3. DeepMind’s AlphaProof Nexus Solves 50-Year-Old Math Problems

  • WION · 2026-05-25
  • Summary: Google DeepMind announced that its AlphaProof Nexus system has solved several long-standing mathematical problems, including nine open problems related to mathematician Paul Erdős and a 15-year-old problem in algebraic geometry. The system combines AI reasoning with the Lean formal verification tool to produce step-by-step, machine-verified proofs, costing only a few hundred dollars per problem.
  • Why It Matters: Unlike OpenAI’s reliance on human verification, DeepMind’s use of automated verification offers a scalable solution to AI “hallucinations” in logical reasoning.

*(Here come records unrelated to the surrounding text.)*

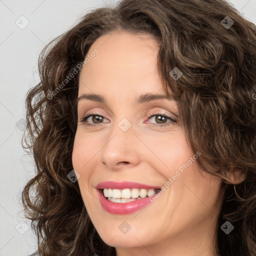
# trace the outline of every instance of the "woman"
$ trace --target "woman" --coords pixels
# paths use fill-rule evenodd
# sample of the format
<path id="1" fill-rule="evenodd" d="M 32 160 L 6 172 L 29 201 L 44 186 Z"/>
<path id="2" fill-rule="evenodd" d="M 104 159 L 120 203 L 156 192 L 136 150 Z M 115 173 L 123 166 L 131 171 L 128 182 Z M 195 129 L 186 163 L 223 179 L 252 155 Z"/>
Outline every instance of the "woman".
<path id="1" fill-rule="evenodd" d="M 223 0 L 125 0 L 47 46 L 26 98 L 35 254 L 256 255 L 256 44 Z"/>

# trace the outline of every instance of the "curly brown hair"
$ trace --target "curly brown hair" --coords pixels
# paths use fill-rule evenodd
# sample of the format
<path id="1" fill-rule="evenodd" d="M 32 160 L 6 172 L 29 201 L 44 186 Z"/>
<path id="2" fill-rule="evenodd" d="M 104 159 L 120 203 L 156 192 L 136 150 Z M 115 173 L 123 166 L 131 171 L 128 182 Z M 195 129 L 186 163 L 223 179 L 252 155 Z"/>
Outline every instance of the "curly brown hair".
<path id="1" fill-rule="evenodd" d="M 227 16 L 234 22 L 230 28 L 222 23 Z M 116 255 L 92 225 L 78 182 L 67 178 L 73 169 L 79 72 L 61 90 L 60 85 L 72 77 L 97 38 L 120 29 L 159 41 L 164 90 L 168 94 L 170 88 L 177 99 L 186 138 L 202 153 L 200 166 L 224 180 L 236 170 L 245 175 L 235 190 L 223 183 L 216 250 L 220 256 L 254 256 L 256 28 L 223 0 L 124 0 L 86 14 L 42 50 L 40 82 L 26 96 L 22 141 L 36 165 L 22 195 L 38 239 L 32 255 Z M 174 67 L 183 73 L 178 80 L 169 74 Z M 226 220 L 234 226 L 228 235 L 220 228 Z"/>

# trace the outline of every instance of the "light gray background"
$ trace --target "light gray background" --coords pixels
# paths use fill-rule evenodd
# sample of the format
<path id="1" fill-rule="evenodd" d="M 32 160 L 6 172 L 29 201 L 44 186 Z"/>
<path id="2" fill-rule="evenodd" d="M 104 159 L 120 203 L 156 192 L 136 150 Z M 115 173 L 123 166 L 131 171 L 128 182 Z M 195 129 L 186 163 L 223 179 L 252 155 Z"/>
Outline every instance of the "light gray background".
<path id="1" fill-rule="evenodd" d="M 28 256 L 36 248 L 30 222 L 19 204 L 20 192 L 34 174 L 34 167 L 22 149 L 22 126 L 16 124 L 24 118 L 26 94 L 39 82 L 39 53 L 83 14 L 104 2 L 117 2 L 0 0 L 0 256 Z M 230 2 L 256 24 L 256 0 Z M 17 20 L 21 23 L 22 16 L 30 22 L 23 30 L 16 24 Z"/>

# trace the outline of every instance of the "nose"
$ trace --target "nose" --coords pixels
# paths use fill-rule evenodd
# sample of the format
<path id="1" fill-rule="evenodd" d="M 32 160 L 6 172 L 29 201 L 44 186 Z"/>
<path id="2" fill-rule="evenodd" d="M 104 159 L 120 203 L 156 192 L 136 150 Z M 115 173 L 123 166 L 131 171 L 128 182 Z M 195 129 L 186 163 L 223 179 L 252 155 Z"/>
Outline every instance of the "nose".
<path id="1" fill-rule="evenodd" d="M 142 145 L 140 145 L 140 142 L 134 135 L 132 126 L 124 132 L 116 126 L 100 152 L 101 162 L 105 168 L 116 170 L 137 166 L 142 156 L 140 150 Z"/>

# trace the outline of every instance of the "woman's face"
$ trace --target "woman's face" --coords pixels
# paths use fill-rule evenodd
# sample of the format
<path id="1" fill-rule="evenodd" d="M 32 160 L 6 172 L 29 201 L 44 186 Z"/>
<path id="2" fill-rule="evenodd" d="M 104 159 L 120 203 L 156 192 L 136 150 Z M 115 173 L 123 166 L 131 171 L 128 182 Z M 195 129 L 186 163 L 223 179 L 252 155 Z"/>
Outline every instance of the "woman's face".
<path id="1" fill-rule="evenodd" d="M 181 240 L 205 249 L 220 210 L 222 180 L 200 170 L 200 152 L 186 141 L 176 102 L 154 98 L 165 96 L 158 42 L 118 31 L 98 38 L 88 54 L 96 48 L 80 77 L 72 153 L 94 226 L 119 252 L 146 247 L 158 255 L 156 246 Z"/>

However, DeepMind CEO Demis Hassabis stated that while impressive, this is narrow capability and true AGI remains distant.
  • URL: Google AI solves decades-old maths problems

4. AI Accelerates Discovery of Next-Gen Semiconductor Materials

  • Scimex · 2025-05-25
  • Summary: An international team led by Flinders University developed a machine-learning platform acting as a “smart materials discovery engine” to find new gallium-based semiconductors. Using Bayesian optimization, the AI learns hidden chemical rules to predict material compositions with targeted electronic band gaps, avoiding expensive and slow random testing of millions of combinations.
  • Why It Matters: This addresses a critical bottleneck in materials science for high-tech applications. As the global competition for advanced chips intensifies, AI-driven discovery of critical minerals like gallium compounds offers a strategic advantage in manufacturing next-generation electronics.
  • URL: AI speeds up discovery of next-gen computer chips

5. OpenAI Hires Safety Researchers for Self-Improving AI

  • WION · 2026-05-25
  • Summary: OpenAI is hiring safety researchers to study “recursive self-improvement,” a future capability where AI systems train better versions of themselves without human intervention. The role focuses on tracking the “automation of technical staff” and preventing risks like data poisoning, aligning with CEO Sam Altman’s goal of an automated AI researcher by 2028.
  • Why It Matters: This highlights the industry’s preparation for a post-human research loop. While competitors focus on current scientific output, OpenAI is proactively building infrastructure to manage the governance and safety risks of fully autonomous AI R&D.
  • URL: ‘Future of work’: How OpenAI’s self-improving AI is preparing to replace jobs

6. A Roadmap for AI-Powered Auto-Research from NUS

  • 科技行者 (TechWalker) · 2026-05-25
  • Summary: Researchers from the National University of Singapore (NUS), NTU, and A*STAR released a comprehensive roadmap (arXiv:2605.18661) titled “AI for Auto-Research.” The study analyzes AI capabilities across eight research stages, from idea generation to peer review, concluding that AI’s output speed currently far exceeds human validation capacity.
  • Why It Matters: This serves as a strategic guide for institutions adopting AI research tools. It identifies the core bottleneck—verification—and suggests that “human-led collaboration” remains the most reliable deployment model for the near future.
  • URL: AI科研全流程自动化,这张藏宝图藏着什么秘密?

7. Anthropic Introduces “Dreaming” Capability for AI Agents

  • LinkedIn (Artefact Newsletter) · 2026-05-25
  • Summary: The Artefact GenAI Newsletter reports that Anthropic has launched a new “dreaming” feature where AI agents review past sessions, identify behavioral patterns, and refine their strategies between tasks. This was part of broader updates including Microsoft/Google agreeing to give the US government early access to new models and Google’s I/O shift to an “agentic AI era.”
  • Why It Matters: This moves beyond static LLMs to agents with post-hoc learning capabilities, potentially improving efficiency in long-running research workflows. The policy agreement on early government access signals increasing regulatory scrutiny on cutting-edge AI releases.
  • URL: [GenAI Newsletter Agents can dream now](https://www.linkedin.com/posts/artefact-global_genai-newsletter-agents-can-dream-now-activity-7464574079820374016-tH9H)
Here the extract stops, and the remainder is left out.